Now the bit of this that is important to the smoothbore/rifled difference is that once the sabot comes off, the effectiveness of rifling to impart spin on such a long thin projectile is greatly reduced, so the penetrator has fins to keep it spinning and accurate (just like a spin-stabilised rocket does). Now the rifling's spin is essentially redundant, and can actually harm performance due to it working out of sync with the penetrators fins. The Soviets first made this change with the T62 tank having a 115mm smoothbore gun.

Every other modern MBT other than the Challenger II now uses a smoothbore gun because of this. But the British have long used a special type of high explosive anti tank round, called High Explosive Squash Head, or HESH - which requires traditional rifling for stability. Rather than trying to penetrate the enemy tank at all, it simply squashes itself onto the exterior of the tank - like throwing putty at a wall. Only after it is squashed onto the exterior, it explodes - pushing a shockwave through the tank's armour that will cause bits of the inside face to fly off in shards at high speeds, known as spalling - which is generally extremely deadly to crew and equipment inside the tank, without having to actually penetrate it.

However, modern tanks have anti-spalling liners, which essentially catch the fragments when they come off, stopping them from flying around the inside of the tank. Also, modern tank armour uses multiple layers, often including ceramics, which will absorb or disrupt the shockwave as it passes through. Explosive or reactive armour is even more effective against HESH, as it pushes the explosive away before it detonates.

But although it is no longer very effective against modern tanks, HESH is still very effective against structures - if you fire one at a bunker (or house, or truck, or anything else for that matter), it is essentially like strapping a large lump of C4 to the outside and detonating, except you can do it from a mile or two away inside a nice safe metal box. This is a pretty desirable capability for infantry support, to the extent that the British army valued it higher than the slight anti-tank improvements that a smoothbore kinetic-energy penetrator would provide over their rifled ones (the sabot will still work, just not quite as well).

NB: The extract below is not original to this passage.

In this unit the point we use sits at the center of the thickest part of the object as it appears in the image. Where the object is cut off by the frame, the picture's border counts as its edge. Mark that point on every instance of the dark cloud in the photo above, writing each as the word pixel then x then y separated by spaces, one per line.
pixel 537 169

They've since thought about switching to the smoothbore 120mm more just to standardise with the rest of NATO, but the cost/benefit was seen as unsuitable at the time.

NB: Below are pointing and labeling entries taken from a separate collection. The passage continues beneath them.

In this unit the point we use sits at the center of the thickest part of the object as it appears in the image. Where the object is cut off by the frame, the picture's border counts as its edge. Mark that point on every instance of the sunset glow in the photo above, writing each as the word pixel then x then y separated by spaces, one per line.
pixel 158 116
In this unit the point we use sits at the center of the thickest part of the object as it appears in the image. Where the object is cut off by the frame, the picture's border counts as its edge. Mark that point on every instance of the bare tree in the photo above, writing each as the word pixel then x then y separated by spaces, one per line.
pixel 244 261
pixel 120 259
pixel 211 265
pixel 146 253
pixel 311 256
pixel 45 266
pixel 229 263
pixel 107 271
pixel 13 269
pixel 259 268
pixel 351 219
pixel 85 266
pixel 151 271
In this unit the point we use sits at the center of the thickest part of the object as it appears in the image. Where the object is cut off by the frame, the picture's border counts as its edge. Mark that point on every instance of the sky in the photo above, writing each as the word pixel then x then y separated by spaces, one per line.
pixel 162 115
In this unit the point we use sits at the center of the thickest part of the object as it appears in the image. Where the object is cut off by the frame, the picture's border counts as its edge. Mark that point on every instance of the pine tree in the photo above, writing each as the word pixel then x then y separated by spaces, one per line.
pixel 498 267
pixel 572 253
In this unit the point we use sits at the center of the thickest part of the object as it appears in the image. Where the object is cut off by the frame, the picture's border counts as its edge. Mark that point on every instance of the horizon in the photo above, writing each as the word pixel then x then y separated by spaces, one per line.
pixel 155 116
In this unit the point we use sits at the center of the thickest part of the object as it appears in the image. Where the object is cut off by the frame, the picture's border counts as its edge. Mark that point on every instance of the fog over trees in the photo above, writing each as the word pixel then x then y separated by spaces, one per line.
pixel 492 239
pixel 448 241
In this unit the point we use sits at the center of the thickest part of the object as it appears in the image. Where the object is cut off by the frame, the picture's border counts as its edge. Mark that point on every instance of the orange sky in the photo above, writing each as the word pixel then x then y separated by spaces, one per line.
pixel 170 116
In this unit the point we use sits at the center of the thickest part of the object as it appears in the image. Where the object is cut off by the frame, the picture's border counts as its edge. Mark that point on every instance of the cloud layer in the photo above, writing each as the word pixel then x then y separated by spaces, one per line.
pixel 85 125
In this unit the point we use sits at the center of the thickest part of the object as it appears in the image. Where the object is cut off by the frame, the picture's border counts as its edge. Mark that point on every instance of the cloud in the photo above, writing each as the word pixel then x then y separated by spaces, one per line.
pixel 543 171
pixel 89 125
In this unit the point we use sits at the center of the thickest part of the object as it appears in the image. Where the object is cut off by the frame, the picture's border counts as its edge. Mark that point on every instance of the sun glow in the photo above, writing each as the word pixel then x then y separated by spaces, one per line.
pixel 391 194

TL;DR: Smoothbore is better because you can fire anti-tank kinetic penetrators a bit further, rifled is better because you can still fire squishy high explosives that are good for demolishing things, but overall it's not a massive difference, mostly just different priorities/traditions in the design phase.

sharrken15 karma

Earlier Leopard 2's and the later Abrams (M1A1 and later) use the same 120mm/L44 Rheinmetall smoothbore gun. That got upgraded to a higher performing longer barrelled version on later Leopard 2's. This version (the longer smoothbore 120mm/L55) did get tested on the Challenger 2, but the British army chose to keep their own 120mm/L55 rifled gun, the Royal Ordnance L30.

The Chieftain, Leopard I and early Abrams (as well as a lot of other AFV's) did all share the same gun though, the 105mm Royal Ordnance L7.

sharrken10 karma

Well as an interceptor, high speed with good loiter time are the important characteristics (along with suitable weapons obviously). The F3's radar was advanced for its time as well. Russian Bombers aren't exactly cut out for a dogfight, so it's not like manoeuvrability is all that important for an interceptor.